Tra le varie richieste, ampio spazio è stato dato alla sicurezza e alla qualità della vita. I cittadini vorrebbero innanzitutto che venisse allargata e risistemata via Fiorini (ex via Mattei), per convogliare il traffico pesante fuori dal centro abitato e che fosse rifatto il manto stradale di strada della Marina e che nel raccordo con la statale Adriatica venisse realizzata una rotatoria. Sempre per quanto riguarda i lavori pubblici, secondo i residenti servirebbe un semaforo a chiamata in prossimità della chiesa parrocchiale di Cesano, in modo da consentire l’attraversamento pedonale della strada statale Adriatica in sicurezza; un parco verde tra strada Nona e strada statale 16 Adriatica; e il prolungamento della pista ciclabile di strada Settima (lato strada Nona), fino al centro commerciale “Il Maestrale”.

Tra le tematiche affrontate, anche l’annosa questione dell’inquinamento acustico che proviene dal più famoso locale della zona, la discoteca Mamamia. I residenti si sono detti stanchi di dover sopportare rumori e musica alta fino alle prime ore del mattino ogni weekend: da qui la richiesta all’ente locale di mettere in atto da parte azioni di tutela dell’integrità psico-fisica dei cittadini  imponendo agli esercenti l’installazione di barriere fonoassorbenti, a protezione  del centro abitato. Sempre al sindaco Massimo Olivetti è stato chiesto un coordinamento tra tutte le forze dell’ordine per una più stringente sorveglianza della zona durante tutta la notte, fino al mattino seguente. 

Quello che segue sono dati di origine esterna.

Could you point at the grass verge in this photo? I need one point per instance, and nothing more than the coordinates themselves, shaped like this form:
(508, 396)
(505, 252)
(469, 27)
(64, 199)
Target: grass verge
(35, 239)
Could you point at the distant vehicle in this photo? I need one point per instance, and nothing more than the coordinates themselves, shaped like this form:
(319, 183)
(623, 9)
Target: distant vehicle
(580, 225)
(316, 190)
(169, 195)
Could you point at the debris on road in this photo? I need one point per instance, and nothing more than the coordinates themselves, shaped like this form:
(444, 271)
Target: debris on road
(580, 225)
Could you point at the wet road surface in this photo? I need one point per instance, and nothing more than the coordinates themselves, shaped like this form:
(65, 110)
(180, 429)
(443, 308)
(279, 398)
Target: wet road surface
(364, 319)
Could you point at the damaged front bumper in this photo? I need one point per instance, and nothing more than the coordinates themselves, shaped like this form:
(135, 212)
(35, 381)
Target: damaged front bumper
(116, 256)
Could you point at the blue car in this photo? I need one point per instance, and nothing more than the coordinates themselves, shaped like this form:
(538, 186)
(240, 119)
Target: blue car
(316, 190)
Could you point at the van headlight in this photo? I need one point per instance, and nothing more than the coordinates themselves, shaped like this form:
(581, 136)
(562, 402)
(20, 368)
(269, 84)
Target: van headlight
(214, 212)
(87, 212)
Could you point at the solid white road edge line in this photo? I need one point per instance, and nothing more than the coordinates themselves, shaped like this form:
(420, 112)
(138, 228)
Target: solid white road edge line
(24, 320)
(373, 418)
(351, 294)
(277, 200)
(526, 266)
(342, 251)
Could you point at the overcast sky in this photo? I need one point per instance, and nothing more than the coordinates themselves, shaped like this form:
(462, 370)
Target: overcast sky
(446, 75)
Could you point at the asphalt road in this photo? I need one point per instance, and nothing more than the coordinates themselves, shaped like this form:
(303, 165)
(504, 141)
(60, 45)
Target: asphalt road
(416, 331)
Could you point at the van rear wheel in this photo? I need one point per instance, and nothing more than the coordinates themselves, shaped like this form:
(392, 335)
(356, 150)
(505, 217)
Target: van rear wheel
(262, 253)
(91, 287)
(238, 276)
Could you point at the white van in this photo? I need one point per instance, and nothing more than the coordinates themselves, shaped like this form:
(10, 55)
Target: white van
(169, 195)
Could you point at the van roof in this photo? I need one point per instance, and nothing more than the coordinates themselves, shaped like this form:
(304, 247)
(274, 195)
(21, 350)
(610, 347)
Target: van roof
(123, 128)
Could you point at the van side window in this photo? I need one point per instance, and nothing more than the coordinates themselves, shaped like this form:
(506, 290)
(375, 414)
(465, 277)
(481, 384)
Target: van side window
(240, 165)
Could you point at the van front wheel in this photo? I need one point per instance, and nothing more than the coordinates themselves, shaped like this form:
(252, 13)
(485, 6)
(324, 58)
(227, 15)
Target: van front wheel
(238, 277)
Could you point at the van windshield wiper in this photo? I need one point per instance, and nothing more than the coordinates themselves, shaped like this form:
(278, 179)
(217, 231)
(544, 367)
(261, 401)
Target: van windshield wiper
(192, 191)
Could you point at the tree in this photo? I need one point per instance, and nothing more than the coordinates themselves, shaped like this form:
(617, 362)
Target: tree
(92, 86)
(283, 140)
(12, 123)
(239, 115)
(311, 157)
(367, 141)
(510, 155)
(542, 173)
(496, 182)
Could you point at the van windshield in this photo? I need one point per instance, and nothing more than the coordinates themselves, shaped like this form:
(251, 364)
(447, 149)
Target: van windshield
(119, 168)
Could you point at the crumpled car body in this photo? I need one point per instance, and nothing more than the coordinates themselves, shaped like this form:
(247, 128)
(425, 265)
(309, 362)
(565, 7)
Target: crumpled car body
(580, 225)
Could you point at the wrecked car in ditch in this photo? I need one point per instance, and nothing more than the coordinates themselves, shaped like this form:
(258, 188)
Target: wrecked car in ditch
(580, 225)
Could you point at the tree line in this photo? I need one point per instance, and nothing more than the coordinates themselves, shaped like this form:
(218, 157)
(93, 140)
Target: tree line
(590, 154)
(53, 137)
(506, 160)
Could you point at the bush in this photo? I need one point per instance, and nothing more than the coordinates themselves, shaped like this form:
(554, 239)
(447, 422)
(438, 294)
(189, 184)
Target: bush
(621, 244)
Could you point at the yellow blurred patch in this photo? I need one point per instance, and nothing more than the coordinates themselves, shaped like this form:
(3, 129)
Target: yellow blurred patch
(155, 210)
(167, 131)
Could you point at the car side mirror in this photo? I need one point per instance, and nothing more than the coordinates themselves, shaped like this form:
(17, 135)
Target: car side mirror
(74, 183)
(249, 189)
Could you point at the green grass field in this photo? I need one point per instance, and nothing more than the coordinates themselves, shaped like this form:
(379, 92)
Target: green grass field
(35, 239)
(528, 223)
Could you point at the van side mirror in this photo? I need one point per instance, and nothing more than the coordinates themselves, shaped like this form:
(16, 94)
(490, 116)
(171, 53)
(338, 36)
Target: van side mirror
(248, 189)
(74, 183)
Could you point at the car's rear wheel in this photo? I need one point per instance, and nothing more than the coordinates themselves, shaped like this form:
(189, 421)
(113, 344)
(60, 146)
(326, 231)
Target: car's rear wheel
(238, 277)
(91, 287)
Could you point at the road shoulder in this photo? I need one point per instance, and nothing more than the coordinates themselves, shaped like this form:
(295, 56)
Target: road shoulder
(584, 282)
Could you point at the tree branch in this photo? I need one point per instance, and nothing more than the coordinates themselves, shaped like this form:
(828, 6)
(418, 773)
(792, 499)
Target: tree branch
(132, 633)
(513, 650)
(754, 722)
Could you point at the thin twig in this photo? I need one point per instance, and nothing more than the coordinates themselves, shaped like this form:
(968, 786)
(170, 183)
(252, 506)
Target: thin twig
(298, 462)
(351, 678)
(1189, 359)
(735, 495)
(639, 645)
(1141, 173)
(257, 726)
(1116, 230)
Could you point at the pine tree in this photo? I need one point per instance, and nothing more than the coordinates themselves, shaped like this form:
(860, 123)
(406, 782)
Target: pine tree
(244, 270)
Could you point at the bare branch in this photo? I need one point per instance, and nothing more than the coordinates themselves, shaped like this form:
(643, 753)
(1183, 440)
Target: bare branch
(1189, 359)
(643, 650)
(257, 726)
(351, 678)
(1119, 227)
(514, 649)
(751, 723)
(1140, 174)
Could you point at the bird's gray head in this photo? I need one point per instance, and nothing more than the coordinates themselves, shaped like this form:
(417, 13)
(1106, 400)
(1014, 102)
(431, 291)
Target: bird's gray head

Questioni annose e, alcune, anche non semplici da risolvere ma che hanno ridestato la partecipazione dei cittadini alla vita pubblica nel centro civico/circolo di Cesano, gestito dall’associazione La Marina Pro Cesano che proprio in questo mese ha dato il via alle sue attività dopo un lungo periodo di sospensione dovuto alla pandemia. 

Mauro Gregorini

Tra i primi impegni, il primo ottobre si è tenuta l’assemblea ordinaria dei soci per il rinnovo delle cariche. Al termine delle votazioni sono risultati eletti membri del consiglio direttivo: Alessandrini Antonella, Fornaciari Enrico, Giacomini Cristina, Giardini Massimo, Giardini Simone, Gregorini Davide, Gregorini Giorgio, Gregorini Mauro, Magi Galluzzi Lorenzo, Manoni Tommaso, Mencarelli Giorgio detto Roberto, Papetti Samuele, Pasquini Giordano, Pompili Antonella e Stafforte Francesco, mentre tra i revisori dei conti: Giardini Dimitri, Mancinelli Sesto e Mosca Luca.

Successivamente il consiglio direttivo ha provveduto alla nomina del nuovo presidente, Mauro Gregorini, dei vicepresidenti Cristina Giacomini e Massimo Giardini e del segretario e tesoriere Giorgio Mencarelli detto Roberto, tutti già al lavoro per garantire ai soci un anno pieno di iniziative e momenti di condivisione.